RHEL Engineering is moving the tracking of its product development work on RHEL 6 through RHEL 9 to Red Hat Jira (issues.redhat.com). If you're a Red Hat customer, please continue to file support cases via the Red Hat customer portal. If you're not, please head to the "RHEL project" in Red Hat Jira and file new tickets here. Individual Bugzilla bugs in the statuses "NEW", "ASSIGNED", and "POST" are being migrated throughout September 2023. Bugs of Red Hat partners with an assigned Engineering Partner Manager (EPM) are migrated in late September as per pre-agreed dates. Bugs against components "kernel", "kernel-rt", and "kpatch" are only migrated if still in "NEW" or "ASSIGNED". If you cannot log in to RH Jira, please consult article #7032570. That failing, please send an e-mail to the RH Jira admins at rh-issues@redhat.com to troubleshoot your issue as a user management inquiry. The email creates a ServiceNow ticket with Red Hat. Individual Bugzilla bugs that are migrated will be moved to status "CLOSED", resolution "MIGRATED", and set with "MigratedToJIRA" in "Keywords". The link to the successor Jira issue will be found under "Links", have a little "two-footprint" icon next to it, and direct you to the "RHEL project" in Red Hat Jira (issue links are of type "https://issues.redhat.com/browse/RHEL-XXXX", where "X" is a digit).

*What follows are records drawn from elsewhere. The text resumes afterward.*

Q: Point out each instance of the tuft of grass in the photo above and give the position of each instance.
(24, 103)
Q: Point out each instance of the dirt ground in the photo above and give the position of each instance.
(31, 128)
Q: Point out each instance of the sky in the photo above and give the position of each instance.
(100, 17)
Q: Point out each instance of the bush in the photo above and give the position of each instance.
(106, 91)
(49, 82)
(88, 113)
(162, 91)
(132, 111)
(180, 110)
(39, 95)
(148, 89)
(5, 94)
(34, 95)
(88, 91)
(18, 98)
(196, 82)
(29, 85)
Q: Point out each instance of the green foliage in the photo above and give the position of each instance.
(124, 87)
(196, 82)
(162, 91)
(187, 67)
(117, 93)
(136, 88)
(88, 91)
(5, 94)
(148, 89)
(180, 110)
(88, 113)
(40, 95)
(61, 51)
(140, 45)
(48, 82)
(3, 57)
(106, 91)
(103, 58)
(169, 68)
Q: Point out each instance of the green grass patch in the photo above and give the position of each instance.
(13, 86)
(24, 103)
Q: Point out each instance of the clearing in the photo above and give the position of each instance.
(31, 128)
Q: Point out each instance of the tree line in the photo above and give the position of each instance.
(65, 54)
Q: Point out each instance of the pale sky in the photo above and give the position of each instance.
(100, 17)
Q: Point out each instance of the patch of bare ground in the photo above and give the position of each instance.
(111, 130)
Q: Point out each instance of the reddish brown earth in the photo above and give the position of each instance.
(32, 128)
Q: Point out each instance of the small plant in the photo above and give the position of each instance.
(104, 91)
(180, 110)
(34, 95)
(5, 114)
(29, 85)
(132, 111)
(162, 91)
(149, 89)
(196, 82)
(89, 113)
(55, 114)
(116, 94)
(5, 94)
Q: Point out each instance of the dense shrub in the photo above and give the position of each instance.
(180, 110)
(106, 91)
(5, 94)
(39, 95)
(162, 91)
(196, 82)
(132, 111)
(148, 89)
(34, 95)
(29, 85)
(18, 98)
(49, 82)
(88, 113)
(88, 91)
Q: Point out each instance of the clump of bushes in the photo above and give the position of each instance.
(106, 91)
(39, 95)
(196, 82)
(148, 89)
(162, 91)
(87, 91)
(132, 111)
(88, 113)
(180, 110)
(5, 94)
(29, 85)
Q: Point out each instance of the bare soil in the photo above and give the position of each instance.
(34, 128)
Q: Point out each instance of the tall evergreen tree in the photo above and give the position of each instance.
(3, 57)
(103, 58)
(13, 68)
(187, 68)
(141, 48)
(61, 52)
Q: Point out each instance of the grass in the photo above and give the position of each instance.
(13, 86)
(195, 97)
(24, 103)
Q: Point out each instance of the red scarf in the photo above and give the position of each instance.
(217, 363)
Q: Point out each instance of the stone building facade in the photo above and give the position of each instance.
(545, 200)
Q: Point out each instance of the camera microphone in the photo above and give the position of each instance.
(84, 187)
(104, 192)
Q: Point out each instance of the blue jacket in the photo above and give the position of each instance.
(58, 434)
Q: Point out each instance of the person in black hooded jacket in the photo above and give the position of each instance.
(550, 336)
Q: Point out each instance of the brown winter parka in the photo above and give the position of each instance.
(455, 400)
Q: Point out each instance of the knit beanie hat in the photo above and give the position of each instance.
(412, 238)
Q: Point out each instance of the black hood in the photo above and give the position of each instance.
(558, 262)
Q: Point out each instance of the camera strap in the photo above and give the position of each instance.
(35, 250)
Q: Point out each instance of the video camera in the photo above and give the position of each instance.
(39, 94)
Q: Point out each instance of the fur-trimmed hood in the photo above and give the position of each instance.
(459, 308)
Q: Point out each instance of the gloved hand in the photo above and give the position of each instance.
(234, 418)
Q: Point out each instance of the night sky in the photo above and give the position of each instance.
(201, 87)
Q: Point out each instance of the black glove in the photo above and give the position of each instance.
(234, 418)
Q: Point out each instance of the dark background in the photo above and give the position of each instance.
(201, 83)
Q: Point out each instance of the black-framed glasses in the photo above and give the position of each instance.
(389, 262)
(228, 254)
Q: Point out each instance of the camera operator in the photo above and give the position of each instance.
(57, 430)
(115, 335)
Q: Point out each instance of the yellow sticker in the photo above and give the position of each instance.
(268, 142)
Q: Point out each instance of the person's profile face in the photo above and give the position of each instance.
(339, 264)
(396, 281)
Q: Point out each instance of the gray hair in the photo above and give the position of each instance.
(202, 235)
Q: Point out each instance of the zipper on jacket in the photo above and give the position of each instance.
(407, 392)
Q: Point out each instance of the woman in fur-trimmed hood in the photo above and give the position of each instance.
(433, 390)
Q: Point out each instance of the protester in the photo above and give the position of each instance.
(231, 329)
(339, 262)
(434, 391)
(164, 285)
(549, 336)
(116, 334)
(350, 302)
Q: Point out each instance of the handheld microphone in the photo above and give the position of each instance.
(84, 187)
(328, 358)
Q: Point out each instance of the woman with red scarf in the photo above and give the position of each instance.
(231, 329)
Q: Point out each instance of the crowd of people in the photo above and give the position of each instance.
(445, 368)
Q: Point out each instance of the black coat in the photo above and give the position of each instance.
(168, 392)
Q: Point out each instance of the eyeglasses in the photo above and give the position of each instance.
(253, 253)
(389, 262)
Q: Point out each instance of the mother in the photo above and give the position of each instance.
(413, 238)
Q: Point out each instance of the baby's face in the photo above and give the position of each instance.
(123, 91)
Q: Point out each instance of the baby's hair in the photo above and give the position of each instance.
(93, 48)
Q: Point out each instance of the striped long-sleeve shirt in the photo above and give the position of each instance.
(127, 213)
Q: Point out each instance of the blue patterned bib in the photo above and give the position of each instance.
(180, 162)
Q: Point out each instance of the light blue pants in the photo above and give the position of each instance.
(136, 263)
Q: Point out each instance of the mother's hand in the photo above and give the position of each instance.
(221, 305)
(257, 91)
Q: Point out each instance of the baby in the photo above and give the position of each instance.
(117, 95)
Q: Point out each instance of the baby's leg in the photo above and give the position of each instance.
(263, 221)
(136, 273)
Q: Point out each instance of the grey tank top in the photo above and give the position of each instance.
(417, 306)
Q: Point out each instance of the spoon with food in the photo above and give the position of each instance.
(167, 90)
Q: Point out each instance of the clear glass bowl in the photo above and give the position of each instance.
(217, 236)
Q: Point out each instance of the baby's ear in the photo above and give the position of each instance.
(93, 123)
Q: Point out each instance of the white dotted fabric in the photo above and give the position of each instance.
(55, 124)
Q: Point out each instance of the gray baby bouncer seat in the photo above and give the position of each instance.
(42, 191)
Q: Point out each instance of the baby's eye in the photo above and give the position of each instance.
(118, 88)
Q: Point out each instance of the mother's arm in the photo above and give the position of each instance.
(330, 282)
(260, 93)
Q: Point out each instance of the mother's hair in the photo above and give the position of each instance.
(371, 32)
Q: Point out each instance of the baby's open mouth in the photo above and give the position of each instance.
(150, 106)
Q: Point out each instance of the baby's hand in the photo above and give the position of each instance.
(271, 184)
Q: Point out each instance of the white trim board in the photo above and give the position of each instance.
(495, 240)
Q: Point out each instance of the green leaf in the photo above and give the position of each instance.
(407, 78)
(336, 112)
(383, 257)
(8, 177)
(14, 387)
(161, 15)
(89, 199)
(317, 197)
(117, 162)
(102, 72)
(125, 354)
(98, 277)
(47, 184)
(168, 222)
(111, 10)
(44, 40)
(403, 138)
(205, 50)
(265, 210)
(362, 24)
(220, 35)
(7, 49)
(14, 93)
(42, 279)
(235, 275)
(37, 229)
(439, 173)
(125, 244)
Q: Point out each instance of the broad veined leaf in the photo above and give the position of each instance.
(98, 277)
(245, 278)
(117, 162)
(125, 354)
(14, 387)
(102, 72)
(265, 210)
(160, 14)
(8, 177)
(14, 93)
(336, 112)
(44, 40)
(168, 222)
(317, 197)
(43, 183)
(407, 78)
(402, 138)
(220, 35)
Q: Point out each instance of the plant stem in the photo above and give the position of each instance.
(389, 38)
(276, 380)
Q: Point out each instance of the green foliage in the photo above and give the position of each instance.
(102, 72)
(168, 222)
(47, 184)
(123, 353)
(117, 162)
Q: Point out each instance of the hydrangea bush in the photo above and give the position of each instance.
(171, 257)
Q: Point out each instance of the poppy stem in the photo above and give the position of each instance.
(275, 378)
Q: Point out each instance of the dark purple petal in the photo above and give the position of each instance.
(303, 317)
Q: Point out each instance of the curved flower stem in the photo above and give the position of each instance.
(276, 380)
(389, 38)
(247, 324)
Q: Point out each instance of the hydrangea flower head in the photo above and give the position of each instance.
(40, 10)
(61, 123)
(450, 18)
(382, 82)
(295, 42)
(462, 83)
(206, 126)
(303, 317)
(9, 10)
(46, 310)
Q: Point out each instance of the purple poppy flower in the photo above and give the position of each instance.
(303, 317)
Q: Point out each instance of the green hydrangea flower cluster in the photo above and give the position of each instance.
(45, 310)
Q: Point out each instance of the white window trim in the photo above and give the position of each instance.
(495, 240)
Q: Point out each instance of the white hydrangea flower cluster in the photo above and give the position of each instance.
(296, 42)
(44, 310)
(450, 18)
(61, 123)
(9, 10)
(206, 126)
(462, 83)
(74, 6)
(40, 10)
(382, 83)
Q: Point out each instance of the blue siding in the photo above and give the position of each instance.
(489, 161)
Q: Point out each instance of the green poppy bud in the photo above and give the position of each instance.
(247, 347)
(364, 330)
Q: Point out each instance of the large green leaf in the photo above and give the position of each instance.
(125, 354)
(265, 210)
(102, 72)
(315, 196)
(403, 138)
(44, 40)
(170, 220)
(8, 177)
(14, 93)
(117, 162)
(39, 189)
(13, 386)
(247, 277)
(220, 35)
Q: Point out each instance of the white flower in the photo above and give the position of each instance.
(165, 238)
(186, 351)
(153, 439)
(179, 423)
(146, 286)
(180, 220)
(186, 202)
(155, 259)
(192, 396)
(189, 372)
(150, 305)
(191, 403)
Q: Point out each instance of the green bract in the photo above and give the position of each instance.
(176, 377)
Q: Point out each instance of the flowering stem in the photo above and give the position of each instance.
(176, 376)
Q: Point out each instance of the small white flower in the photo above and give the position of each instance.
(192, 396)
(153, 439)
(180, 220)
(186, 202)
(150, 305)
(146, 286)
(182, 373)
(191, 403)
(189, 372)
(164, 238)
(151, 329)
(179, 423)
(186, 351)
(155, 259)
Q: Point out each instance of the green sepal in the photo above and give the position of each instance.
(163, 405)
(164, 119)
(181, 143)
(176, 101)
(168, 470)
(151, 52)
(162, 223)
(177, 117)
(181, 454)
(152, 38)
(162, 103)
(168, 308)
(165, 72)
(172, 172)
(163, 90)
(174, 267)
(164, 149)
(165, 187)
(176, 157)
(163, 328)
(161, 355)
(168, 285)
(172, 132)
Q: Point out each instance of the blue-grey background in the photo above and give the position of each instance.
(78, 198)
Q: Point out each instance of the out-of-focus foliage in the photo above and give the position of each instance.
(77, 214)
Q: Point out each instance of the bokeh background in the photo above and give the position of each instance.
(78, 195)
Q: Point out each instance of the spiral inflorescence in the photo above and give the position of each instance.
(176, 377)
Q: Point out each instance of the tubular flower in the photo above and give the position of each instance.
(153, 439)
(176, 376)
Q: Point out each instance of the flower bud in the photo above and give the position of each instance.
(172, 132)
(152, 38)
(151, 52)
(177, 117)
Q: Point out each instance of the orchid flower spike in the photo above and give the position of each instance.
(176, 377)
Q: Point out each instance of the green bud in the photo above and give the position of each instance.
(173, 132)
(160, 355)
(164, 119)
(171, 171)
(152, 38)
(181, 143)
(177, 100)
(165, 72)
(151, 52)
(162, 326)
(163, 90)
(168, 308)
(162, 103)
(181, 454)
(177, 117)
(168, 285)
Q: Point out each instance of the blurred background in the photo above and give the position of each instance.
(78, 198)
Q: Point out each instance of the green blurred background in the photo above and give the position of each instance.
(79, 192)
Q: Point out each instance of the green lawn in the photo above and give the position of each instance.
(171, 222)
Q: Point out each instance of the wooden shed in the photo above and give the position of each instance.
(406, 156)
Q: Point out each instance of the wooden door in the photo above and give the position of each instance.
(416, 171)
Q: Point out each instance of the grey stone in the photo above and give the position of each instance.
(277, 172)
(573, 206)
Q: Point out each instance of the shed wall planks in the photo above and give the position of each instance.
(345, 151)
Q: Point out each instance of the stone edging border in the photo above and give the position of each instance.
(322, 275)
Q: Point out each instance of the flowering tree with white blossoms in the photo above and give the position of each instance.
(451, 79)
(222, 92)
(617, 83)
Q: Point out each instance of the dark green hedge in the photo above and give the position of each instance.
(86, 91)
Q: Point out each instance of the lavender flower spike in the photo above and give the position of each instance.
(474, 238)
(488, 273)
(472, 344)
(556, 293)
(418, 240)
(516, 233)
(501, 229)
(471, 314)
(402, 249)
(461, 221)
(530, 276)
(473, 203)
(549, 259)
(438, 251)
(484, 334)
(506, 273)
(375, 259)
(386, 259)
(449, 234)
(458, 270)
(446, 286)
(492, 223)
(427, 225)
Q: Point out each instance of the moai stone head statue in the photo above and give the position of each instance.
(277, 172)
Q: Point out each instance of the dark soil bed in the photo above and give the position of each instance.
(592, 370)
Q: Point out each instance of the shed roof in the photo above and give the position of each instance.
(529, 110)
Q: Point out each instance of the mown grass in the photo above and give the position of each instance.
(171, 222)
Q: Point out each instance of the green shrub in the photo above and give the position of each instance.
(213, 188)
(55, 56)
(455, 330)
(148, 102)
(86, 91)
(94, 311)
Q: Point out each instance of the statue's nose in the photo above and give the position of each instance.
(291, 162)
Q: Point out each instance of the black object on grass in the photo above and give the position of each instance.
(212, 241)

This same link will be available in a blue banner at the top of the page informing you that that bug has been migrated.

Bug 1439078 - After migration,VM crash in dst host with "qemu-kvm: error: failed to set MSR 0x38f to 0x7000000ff"

Summary: After migration,VM crash in dst host with "qemu-kvm: error: failed to set MSR...

Keywords:
Status:	CLOSED NOTABUG
Alias:	None
Product:	Red Hat Enterprise Linux 7
Classification:	Red Hat
Component:	qemu-kvm-rhev
Sub Component:
Version:	7.4
Hardware:	x86_64
OS:	Linux
Priority:	unspecified
Severity:	unspecified
Target Milestone:	rc
Target Release:	---
Assignee:	Dr. David Alan Gilbert
QA Contact:	xianwang
Docs Contact:
URL:
Whiteboard:
Depends On:
Blocks:
TreeView+	depends on / blocked

Reported:	2017-04-05 07:49 UTC by xianwang
Modified:	2022-08-16 12:48 UTC (History)
CC List:	15 users (show)
Fixed In Version:
Doc Type:	If docs needed, set a value
Doc Text:
Clone Of:
Environment:
Last Closed:	2017-04-20 11:23:11 UTC
Target Upstream Version:
Embargoed:

Attachments	(Terms of Use)
bug1439078_gdb_info.txt (21.21 KB, text/plain) 2017-04-05 07:53 UTC, xianwang	no flags	Details
dsthost_dmesg (1.79 KB, text/plain) 2017-04-20 05:52 UTC, xianwang	no flags	Details
dsthost_x86info (14.00 KB, text/plain) 2017-04-20 05:53 UTC, xianwang	no flags	Details
gdb_dst_boot_guest (20.29 KB, text/plain) 2017-04-20 05:53 UTC, xianwang	no flags	Details
guest_dmesg (35.19 KB, text/plain) 2017-04-20 05:54 UTC, xianwang	no flags	Details
guest_x86info (11.15 KB, text/plain) 2017-04-20 05:55 UTC, xianwang	no flags	Details
srchost_dmesg (3.31 KB, text/plain) 2017-04-20 05:56 UTC, xianwang	no flags	Details
srchost_x86info (14.00 KB, text/plain) 2017-04-20 05:57 UTC, xianwang	no flags	Details
View All

Description xianwang 2017-04-05 07:49:23 UTC

Description of problem:
Boot a vm both in src host and dst host with -cpu host, after migration, qemu prompt error message and exit qemu processor automatically.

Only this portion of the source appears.